Lloyd’s is an industry leader in the marine insurance sector. The main classes of business include hull, cargo, marine liability, political risks and war. 2013 was a positive year for this market, with a rise in gross written premium and an improvement in the combined ratio relative to last year. The premium growth was largely driven by the political risk class and rate rises in marine liability. Reserve releases occurred in all marine classes. Reinsurance has heavily mitigated movement associated with Costa Concordia and this has been accompanied by relatively good experience elsewhere.
Lloyd’s energy business is made up of a variety of property and liability classes such as exploration, production, refinery and distribution. Despite gross written premium decreasing by 3.4% on last year (from £1.727 billion to £1.668 billion) the combined ratio remained favourable at 83%. The strong overall performance of the Lloyd’s energy market was driven by offshore energy, which benefited from another year without a significant windstorm in the Gulf of Mexico. Nonetheless, this recent lack of wind activity should be treated with caution as this region will continue to be prone to extreme weather events.

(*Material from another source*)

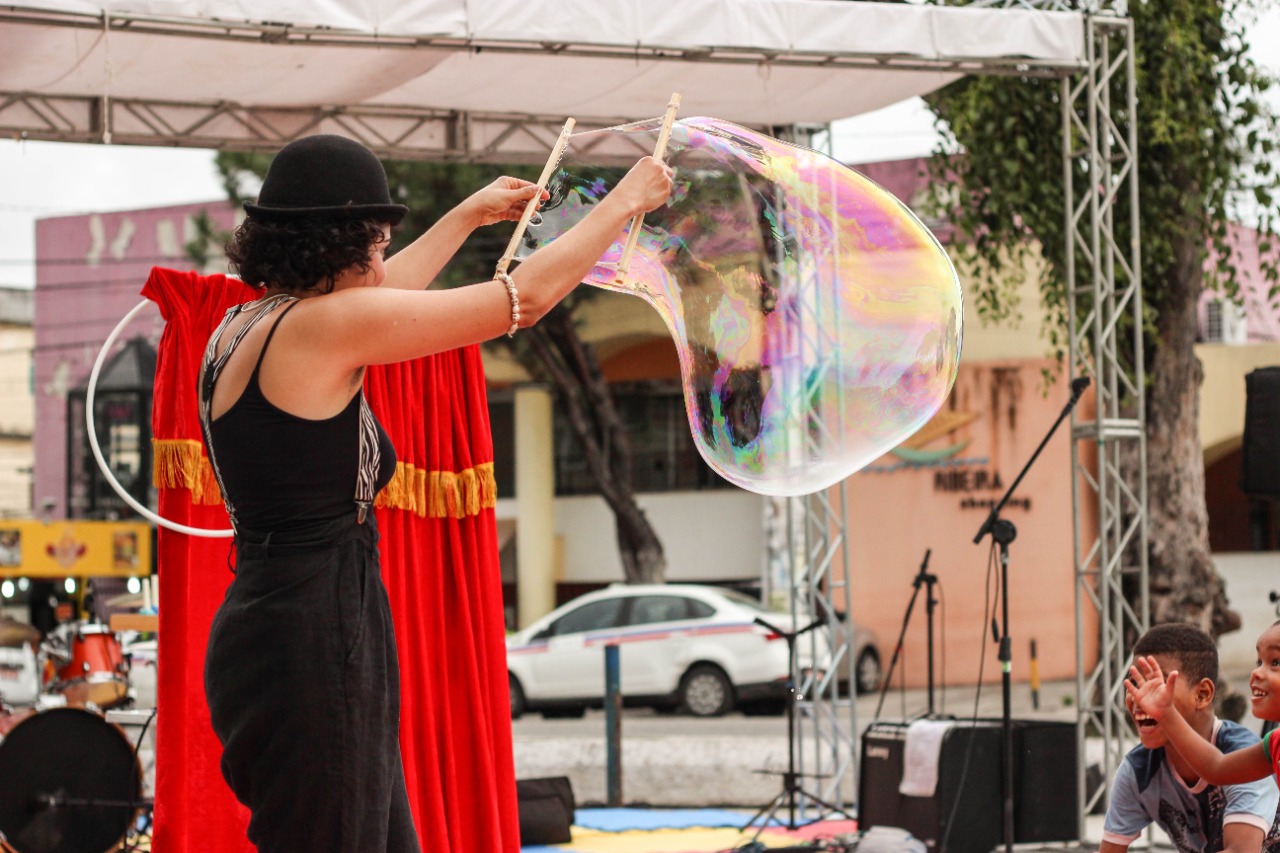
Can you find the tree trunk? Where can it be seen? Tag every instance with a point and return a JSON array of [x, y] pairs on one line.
[[1184, 585], [575, 372]]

The motor market at Lloyd’s predominantly covers UK private car and fleet business. Gross written premium increased to £1.184bn but the combined ratio worsened from 104% to 108.6%. Motor premium reductions were consistently enjoyed by customers throughout 2013, in response to the implementation of new legislation that was designed to cut claims costs.
Lloyd’s is also an industry leader in the global aviation market. Business is written across all the main business segments such as airline, aerospace, general aviation and space. The combined ratio for this sector worsened from 67.7% in 2012 to 81.4% in 2013. This deterioration of the combined ratio was driven by two high profile large losses. The first was a satellite launch failure and the second was the crash of Asiana Airlines Flight 214 in San Francisco which resulted in three fatalities and many injured passengers.
Overall 2013 was a very success year for Lloyd’s of London. The motor industry for the UK as a whole has seen poor results, so it is not surprising to see an unfavourable combined ratio for Lloyd’s motor sector. Despite the two large losses within the aviation market, the sector as a whole experienced loss activity below normal long-term levels. The other markets benefited from a relatively benign year in terms of catastrophe events, with the cost of major claims at more than half of the cost of 2012 major claims. As mentioned in the previous blog, ignoring the large release of prior year reserves, the results were still impressive despite investment returns being historically low due to the continued low interest rates. The encouraging signs of the UK and US economies picking up could be the impetus behind further commendable performances by Lloyd’s of London in the future.